If you insist on a skill-position player winning the Heisman, how about one from a school that has never won it? Michigan State running back Kenneth Walker III remains the nation’s leading rusher, powering the 7–0 Spartans. Mississippi quarterback Matt Corral had his worst statistical game passing at Tennessee, but erupted for 195 rushing yards on 30 iron-willed carries. He’s third nationally in total offense, averaging eight yards per play. And The Dash will continue to stand on the table for Coastal Carolina QB Grayson McCall, who merely has the following on his résumé: a 16–1 record as a starter; 79.8% accuracy, on pace to break the FBS record; 13.6 yards per attempt, on pace to break the FBS record; and a 234.28 efficiency rating, on pace to slaughter the FBS record. (Pickett is a worthy candidate as well, but Pitt has had a Heisman winner in Tony Dorsett.)
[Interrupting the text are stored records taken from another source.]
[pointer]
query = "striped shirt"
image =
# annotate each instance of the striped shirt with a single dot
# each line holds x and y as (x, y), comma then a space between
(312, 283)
• A freshman who didn’t start until the sixth game of the season possibly winding up being the best quarterback in the land. Hello, Caleb Williams (25), you may be exactly what Oklahoma needs to compete for a national title. In the seven quarters since Williams entered the game against Texas, he’s led the Sooners to exactly 100 points. He’s passed or run for eight touchdowns and produced 661 yards total offense. He’s led 24 drives, and Oklahoma has scored on 17 of them and punted just five times. Big things were expected, but he’s delivering ahed of schedule.
• The unexpected emergence of two in-state rivalry games (26) as pivotal in terms of deciding league championships. Not many people were hyping the Michigan–Michigan State game of Oct. 30 as a major matchup, but the Mitten power duo is one Wolverines home win over Northwestern away from delivering its first meeting of these two as top-10 programs since 1961. That’s 60 years ago, if you aren’t into arithmetic. Winner gets a leg up in the four-team, Big Ten East sumo match that will run from Oct. 30–Nov. 27. And then there is Bedlam to end the regular season, the annual Oklahoma-Oklahoma State tussle that continues to trend toward being a showdown of undefeated teams. (Iowa State, which was expected to be the Sooners’ prime competition, has a chance to blow that up by beating one or both schools from Oklahoma. The Cowboys visit Ames Saturday.)
• A Group of 5 school in the playoff (27). Things continue to break Cincinnati’s way, with the Bearcats taking care of business is authoritative fashion and pretenders falling by the wayside around them. Purdue helped things by exposing Iowa for what it is, allowing Cincy to move up to No. 2 in the rankings. The Sagarin Ratings say the Bearcats’ strength of schedule to date is the weakest among any serious playoff contenders, and that isn’t going to change over the next month playing Navy, Tulane, Tulsa and South Florida. But there is a potential high-profile game against SMU Nov. 20, and potentially an American Athletic Conference championship game of worth as well. Cincy needs Notre Dame to stay strong and Indiana to win some games, but mostly it needs to keep winning and dare the College Football Playoff selection committee to snub it again. (With the understanding that it might choose to do exactly that.)
• Abbreviated Texas schools making power moves in Conference USA. Make way in the West Division for UTSA (28) and UTEP (29), two programs that have combined to win very little in their history. The Roadrunners have only been playing football since 2011 and have been fairly fast learners, including a 7–5 record last year, but at 7–0 they are one of the revelations of 2021. The Miners are a bigger shock, starting 5–1 after going 5–39 the previous four seasons. UTEP has won two conference championships in its tattered history, the WAC in 2000 and the Border Conference in 1956. Both still have UAB to deal with in the division, but their Nov. 6 meeting in El Paso is of interest, improbably enough.
• Unlikely ownership situations in the Big Ten West (30). Purdue has won 16 Big Ten games since Jeff Brohm took over, and 25% of them have come against Iowa. Jeff Brohm is 3–1 against Big Ten dean Kirk Ferentz, and his younger brother Brian is 1–0 after coaching the Boilermakers in last year’s opener while Jeff was out with COVID-19. Meanwhile, Minnesota coach P.J. Fleck is now 3–1 against Nebraska, doing as much damage as anyone to Scott Frost’s job security.